The typical patient with ketotic hypoglycemia is a "toddler", a young child between the ages of 10 months and 4 years. Episodes nearly always occur in the morning after an overnight fast, often longer than usual. Symptoms include those of neuroglycopenia, ketosis, or both. The neuroglycopenic symptoms usually include lethargy and malaise, but may include unresponsiveness or seizures. The principal symptoms of ketosis are anorexia, abdominal discomfort, and nausea, sometimes progressing to vomiting.
If severe, parents usually take the child to a local emergency department, where blood is drawn. The glucose is usually found to be between 35 and 60 mg/dl (1.8-3.1 mMol/L). The total CO2 is usually somewhat low as well, (14-19 mMol/L is typical), and if urine is obtained, high levels of ketones are discovered. Ketones can also be measured in the blood at the bedside (Medisense glucometer). Other routine tests are normal. If given intravenous fluids with saline and dextrose, the child improves dramatically and is usually restored to normal health within a few hours.

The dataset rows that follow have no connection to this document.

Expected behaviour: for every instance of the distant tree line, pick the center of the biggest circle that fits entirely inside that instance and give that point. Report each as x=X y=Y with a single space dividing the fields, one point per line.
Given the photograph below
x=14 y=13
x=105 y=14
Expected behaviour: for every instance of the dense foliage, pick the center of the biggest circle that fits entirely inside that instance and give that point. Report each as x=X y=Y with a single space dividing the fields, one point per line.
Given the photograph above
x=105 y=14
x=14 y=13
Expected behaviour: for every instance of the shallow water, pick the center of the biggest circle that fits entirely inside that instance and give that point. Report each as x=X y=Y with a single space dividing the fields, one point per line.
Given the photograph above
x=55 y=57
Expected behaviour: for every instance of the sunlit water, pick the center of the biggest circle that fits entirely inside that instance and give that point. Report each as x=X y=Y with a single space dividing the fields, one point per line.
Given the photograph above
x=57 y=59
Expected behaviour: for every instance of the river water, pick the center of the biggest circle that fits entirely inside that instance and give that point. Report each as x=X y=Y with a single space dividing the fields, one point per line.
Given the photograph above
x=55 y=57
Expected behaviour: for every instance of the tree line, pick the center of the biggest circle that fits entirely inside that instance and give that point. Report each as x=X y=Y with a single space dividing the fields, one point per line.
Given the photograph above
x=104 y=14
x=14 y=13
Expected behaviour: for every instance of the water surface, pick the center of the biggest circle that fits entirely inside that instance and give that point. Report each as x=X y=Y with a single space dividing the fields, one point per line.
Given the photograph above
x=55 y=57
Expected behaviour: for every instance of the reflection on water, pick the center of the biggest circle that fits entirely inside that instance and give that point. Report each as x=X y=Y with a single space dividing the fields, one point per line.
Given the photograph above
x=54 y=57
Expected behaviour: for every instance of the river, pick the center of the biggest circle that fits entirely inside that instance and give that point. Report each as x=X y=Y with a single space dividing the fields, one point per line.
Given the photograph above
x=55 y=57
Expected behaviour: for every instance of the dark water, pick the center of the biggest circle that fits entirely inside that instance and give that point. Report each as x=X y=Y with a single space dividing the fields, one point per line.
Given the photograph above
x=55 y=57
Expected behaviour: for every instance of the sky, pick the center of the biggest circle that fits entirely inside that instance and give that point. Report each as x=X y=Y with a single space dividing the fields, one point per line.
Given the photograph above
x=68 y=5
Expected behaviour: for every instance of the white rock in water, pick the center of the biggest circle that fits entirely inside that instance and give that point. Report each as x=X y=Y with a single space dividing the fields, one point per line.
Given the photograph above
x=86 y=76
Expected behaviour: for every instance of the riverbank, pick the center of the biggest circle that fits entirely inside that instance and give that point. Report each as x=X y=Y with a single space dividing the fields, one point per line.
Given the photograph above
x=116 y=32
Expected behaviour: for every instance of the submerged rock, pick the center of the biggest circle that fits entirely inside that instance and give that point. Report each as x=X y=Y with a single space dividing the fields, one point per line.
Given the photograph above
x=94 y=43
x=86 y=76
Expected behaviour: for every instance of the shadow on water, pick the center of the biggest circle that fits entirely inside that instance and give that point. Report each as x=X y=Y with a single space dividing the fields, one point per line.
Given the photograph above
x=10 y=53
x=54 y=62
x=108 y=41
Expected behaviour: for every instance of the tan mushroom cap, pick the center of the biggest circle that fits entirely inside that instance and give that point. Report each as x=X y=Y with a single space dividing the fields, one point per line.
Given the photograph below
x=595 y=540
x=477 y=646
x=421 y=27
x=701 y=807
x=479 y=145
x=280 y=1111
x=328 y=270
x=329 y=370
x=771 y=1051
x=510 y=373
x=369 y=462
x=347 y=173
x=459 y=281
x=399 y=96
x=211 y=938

A first episode is usually attributed to a "viral infection" or acute gastroenteritis. However, in most of these children one or more additional episodes recur over next few years and become immediately recognizable to the parents. In mild cases, carbohydrates and a few hours of sleep will be enough to end the symptoms.

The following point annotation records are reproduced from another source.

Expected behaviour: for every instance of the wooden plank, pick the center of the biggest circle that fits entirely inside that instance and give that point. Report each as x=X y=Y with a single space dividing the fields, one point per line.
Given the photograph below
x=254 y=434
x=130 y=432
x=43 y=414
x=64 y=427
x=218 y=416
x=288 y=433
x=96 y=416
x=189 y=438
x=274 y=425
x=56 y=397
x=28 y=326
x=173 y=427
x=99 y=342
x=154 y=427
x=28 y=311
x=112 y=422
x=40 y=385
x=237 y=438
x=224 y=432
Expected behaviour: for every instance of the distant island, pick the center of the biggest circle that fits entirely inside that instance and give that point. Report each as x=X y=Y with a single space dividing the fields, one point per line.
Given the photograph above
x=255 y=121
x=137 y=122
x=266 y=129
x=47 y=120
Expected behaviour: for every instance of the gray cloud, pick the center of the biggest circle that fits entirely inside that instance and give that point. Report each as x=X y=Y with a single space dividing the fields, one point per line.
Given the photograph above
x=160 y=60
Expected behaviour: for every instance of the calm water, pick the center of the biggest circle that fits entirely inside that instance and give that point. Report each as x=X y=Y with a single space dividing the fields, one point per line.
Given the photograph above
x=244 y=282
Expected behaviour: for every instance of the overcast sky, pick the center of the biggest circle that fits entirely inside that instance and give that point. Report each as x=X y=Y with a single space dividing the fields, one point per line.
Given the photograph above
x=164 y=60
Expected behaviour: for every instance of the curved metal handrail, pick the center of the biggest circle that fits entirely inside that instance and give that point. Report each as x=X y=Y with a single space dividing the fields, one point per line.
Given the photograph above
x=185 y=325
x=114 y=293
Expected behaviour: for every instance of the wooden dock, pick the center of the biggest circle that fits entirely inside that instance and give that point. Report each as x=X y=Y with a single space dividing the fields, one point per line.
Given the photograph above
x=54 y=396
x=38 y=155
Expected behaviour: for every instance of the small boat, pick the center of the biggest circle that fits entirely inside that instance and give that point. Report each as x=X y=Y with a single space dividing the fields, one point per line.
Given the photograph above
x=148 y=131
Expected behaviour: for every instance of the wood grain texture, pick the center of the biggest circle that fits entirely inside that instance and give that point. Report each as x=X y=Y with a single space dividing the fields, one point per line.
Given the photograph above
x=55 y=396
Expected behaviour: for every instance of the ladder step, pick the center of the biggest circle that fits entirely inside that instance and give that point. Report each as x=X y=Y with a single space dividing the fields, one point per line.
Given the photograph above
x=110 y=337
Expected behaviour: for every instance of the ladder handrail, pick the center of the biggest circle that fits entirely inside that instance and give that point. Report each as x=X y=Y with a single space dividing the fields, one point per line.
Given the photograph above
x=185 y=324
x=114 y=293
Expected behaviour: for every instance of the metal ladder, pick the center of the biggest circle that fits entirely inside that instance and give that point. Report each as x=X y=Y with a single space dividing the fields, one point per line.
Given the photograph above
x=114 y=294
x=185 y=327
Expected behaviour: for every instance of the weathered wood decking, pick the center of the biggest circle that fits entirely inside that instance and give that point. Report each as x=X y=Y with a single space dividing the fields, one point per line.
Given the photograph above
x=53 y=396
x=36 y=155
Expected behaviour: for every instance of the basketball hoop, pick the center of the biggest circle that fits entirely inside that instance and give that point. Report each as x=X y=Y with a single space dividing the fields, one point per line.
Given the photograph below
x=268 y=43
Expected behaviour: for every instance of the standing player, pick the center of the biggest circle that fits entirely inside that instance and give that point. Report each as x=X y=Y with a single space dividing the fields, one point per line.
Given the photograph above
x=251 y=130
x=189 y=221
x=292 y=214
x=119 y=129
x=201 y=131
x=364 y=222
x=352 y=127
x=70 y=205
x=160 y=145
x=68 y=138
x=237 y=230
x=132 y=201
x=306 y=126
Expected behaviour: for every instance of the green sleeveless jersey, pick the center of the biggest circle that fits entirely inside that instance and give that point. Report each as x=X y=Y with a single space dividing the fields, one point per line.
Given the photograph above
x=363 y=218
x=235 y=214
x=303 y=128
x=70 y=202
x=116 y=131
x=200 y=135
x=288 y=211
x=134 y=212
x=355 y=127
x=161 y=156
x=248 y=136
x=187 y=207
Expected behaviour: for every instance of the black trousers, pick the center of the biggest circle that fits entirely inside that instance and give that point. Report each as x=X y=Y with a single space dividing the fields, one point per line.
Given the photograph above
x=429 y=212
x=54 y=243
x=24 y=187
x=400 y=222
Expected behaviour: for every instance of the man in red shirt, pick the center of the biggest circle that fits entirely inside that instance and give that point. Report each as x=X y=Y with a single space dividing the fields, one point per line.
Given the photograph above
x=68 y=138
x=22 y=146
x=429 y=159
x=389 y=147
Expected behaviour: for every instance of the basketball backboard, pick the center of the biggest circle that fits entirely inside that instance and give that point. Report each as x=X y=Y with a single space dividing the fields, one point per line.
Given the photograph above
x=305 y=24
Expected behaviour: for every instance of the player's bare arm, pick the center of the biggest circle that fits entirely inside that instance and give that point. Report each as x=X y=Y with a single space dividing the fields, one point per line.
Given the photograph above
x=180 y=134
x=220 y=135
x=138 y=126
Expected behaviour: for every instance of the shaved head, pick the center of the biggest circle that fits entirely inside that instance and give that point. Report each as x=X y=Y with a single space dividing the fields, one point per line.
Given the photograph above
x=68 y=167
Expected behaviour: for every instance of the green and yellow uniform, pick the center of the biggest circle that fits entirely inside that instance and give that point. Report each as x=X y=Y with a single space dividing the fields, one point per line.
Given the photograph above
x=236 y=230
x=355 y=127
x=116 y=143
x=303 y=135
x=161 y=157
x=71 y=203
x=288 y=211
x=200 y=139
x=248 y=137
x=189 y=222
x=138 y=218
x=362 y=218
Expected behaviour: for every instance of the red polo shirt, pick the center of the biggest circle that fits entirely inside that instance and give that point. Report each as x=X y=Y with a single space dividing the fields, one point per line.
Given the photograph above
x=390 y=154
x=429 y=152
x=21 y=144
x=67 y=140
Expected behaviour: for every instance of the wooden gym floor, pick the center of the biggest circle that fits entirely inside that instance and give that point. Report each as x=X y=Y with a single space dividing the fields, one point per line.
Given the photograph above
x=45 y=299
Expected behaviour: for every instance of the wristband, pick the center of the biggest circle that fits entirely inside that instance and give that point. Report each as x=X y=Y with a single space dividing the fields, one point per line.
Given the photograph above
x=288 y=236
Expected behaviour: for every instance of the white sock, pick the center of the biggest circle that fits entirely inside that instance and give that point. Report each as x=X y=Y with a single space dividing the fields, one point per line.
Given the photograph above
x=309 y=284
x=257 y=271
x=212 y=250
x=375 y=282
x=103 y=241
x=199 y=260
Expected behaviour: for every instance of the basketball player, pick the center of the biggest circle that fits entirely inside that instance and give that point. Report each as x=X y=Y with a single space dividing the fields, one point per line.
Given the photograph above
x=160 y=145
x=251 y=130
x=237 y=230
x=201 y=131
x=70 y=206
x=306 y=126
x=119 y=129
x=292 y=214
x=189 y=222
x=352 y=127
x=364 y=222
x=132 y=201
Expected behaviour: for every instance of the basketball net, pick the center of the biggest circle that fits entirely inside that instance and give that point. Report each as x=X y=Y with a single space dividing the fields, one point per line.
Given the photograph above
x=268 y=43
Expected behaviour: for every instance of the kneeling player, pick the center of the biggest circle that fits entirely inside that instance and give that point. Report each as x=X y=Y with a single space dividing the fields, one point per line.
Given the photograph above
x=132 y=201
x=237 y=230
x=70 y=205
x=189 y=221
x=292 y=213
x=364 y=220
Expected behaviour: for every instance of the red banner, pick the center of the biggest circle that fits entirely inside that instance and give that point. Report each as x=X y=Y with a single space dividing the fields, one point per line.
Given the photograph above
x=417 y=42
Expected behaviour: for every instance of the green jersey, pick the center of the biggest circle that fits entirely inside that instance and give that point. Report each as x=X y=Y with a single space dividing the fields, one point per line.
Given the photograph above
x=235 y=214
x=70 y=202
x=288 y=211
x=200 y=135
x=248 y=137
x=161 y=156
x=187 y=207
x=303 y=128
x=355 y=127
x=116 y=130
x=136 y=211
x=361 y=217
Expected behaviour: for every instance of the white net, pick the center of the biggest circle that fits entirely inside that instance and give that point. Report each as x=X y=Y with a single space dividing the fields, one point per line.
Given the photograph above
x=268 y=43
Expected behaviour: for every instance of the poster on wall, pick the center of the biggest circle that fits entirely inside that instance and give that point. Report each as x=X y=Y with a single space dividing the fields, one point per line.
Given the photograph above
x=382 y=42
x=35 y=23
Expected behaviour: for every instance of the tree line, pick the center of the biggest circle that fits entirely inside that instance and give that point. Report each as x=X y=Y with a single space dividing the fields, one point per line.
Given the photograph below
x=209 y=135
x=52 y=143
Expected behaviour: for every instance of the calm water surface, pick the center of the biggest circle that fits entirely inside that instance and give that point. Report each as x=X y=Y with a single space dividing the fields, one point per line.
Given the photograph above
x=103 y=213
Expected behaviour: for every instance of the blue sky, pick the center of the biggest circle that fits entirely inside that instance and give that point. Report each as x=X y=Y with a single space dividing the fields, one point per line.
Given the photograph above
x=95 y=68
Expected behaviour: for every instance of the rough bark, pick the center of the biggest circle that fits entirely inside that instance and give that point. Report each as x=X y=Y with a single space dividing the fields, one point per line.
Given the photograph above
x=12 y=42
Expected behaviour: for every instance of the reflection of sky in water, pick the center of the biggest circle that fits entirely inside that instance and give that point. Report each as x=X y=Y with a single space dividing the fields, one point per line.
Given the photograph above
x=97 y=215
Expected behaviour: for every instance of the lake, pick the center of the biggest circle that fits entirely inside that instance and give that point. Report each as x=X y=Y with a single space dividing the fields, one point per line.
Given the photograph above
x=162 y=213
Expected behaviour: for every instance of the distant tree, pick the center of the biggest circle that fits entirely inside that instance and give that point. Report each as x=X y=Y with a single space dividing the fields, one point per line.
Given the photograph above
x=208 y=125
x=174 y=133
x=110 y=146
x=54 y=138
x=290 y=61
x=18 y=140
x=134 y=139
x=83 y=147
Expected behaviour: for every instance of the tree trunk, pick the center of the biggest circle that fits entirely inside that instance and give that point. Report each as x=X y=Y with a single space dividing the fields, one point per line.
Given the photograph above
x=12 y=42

Precipitating factors, conditions that trigger an episode, may include extended fasting (e.g., missing supper the night before), a low carbohydrate intake the previous day (e.g., a hot dog without a bun), or a stress such as a viral infection. Most children affected by ketotic hypoglycemia have a slender build, many with a weight percentile below height percentile, though without other evidence of malnutrition. Overweight children are rarely affected.
I think that the above information fits KayTar pretty well. Her episodes started in toddlerhood, they frequently occur when she goes too long between feedings or during illness, she is extremely lethargic and unresponsive during them. She has landed in the ER many times with very low glucose numbers even though she isn't clinically dry or dehydrated. I think the underlying mechanism of her episodes might just be ketotic hypoglycemia, which triggers migraine activity causing the light sensitivity and pain that sometimes coincides with them. I think this has been overlooked because we have always focused intensely on the neurological symptoms. The hypoglycemia has often been excused because she has been vomiting from the episodes or from the illness she is sick with, but lately it has become obvious that her numbers are plummeting faster and more dramatically than they should with only a minor disturbance.
To my knowledge, we've never tested her urine for ketones during an episode or at times when she has been hypoglycemic, so that remains to be seen, but I do know that her CO2 has been low during some of her hypoglycemic episodes, too. The treatment for this condition is frequent small high carbohydrate, high protein meals...basically what we have been doing for her since getting the g-tube, and surprise! The episodes have all but disappeared. Her recent "energy crises" are often fixed with Pediasure and sleep, but when she gets sick or starts vomiting, things get a little dicier and sometimes she needs IV fluids. Anyway, it is a THEORY...and nothing more at this point. However if this isn't it, I really feel like it is at least in the right zip code now. The two really great things about this diagnosis, if it were the correct one, are that we could test her urine for ketones during illnesses and correct the errors before it ever progressed to hypoglycemia AND children outgrow it by age 10 usually.
I emailed her pediatrician about it, of course. We'll see what she thinks of it and go from there!